Tumblr question: Have you seen studies that show that trans brains are different from other people’s brains and are more similar to the gender that they identify as? I’ve seen some (only in regard to male/female genders) and am curious of your opinion on them.
I have seen some of those studies. There are also studies showing just the opposite (that there is no such thing as a male/female brain). There have ALWAYS been women (and men) who embody characteristics traditionally considered to belong to the opposite sex, and in my view we should celebrate those outliers rather than pathologizing them. But let’s assume there is some validity to the studies you mention.

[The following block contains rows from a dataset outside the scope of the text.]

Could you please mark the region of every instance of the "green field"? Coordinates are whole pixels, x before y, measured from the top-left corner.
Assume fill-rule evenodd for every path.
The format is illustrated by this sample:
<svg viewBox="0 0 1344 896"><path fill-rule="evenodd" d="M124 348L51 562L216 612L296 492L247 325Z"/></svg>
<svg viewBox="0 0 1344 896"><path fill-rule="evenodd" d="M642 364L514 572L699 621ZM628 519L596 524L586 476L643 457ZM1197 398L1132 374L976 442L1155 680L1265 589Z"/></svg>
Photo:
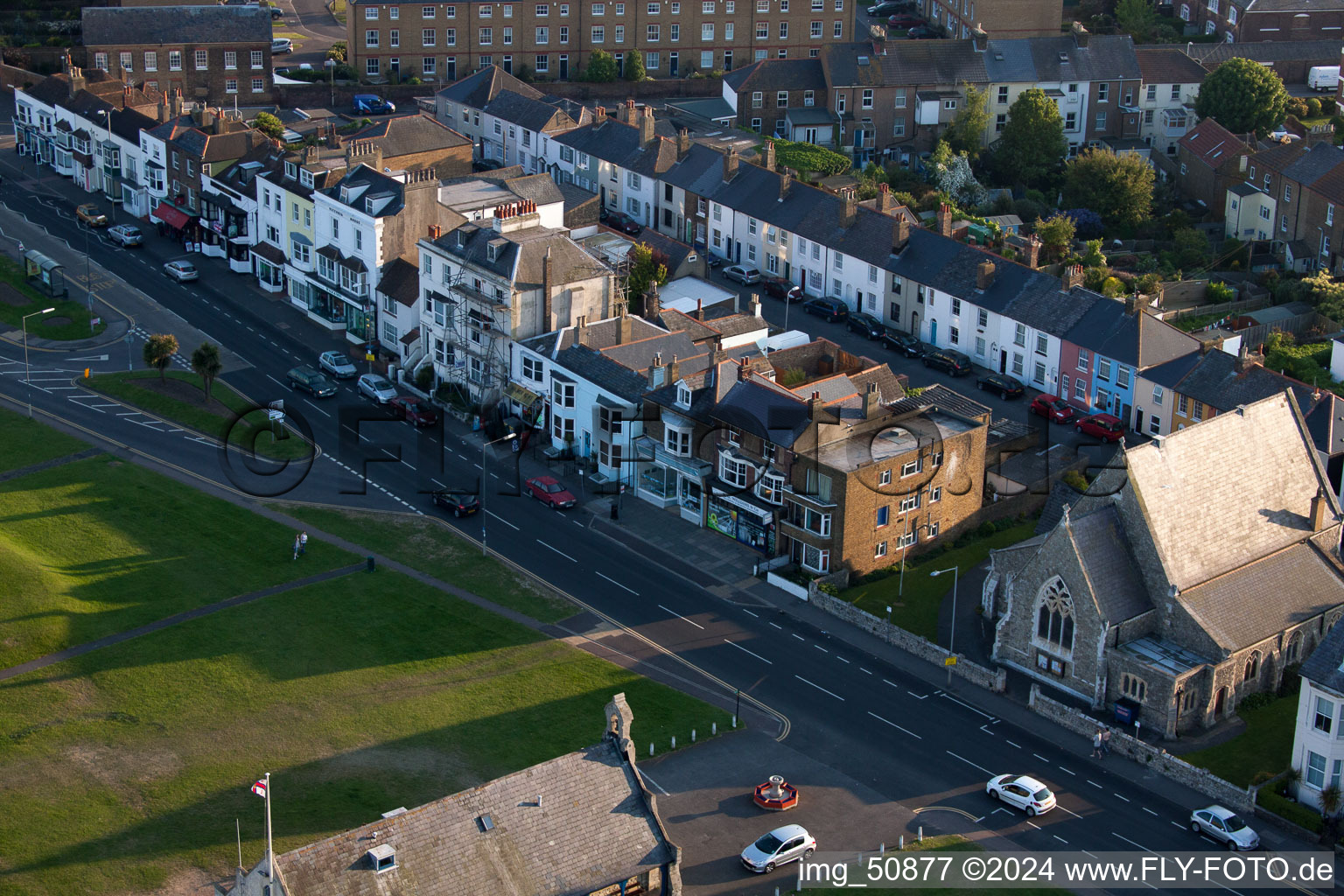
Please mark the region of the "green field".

For me, the existential question is this: Which is the more compassionate, less risky, and more inclusive response: (1.) to DEconstruct gender (as we Second Wave feminists started to do) and encourage people to express themselves in (more conventionally understood) “masculine” or “feminine” ways as they choose, while accepting the bodies they actually are, or (2.) to leap to the conclusion that the one and only solution to the problem of “feeling” like the opposite sex is to attack it with a surgeon’s scalpel and steroids, which can cause serious health problems that must be monitored and managed? Just because the medical profession CAN create a facsimile of a male from a female body, should it? For me, the choice is clear (except in a few rare cases, primarily intersex people).
I fully understand WHY a person feels they need to change their body to match their mind, but the very idea that there is such a thing as a male or female brain is really just that—an idea. If a female dog behaves more like a male dog, does the female dog think about acquiring a penis? We can’t know, and of course, we aren’t dogs, but we ARE animals, exquisite products of evolution. I resonate with the poet Mary Oliver’s advice: “You only have to let the soft animal of your body love what it loves.”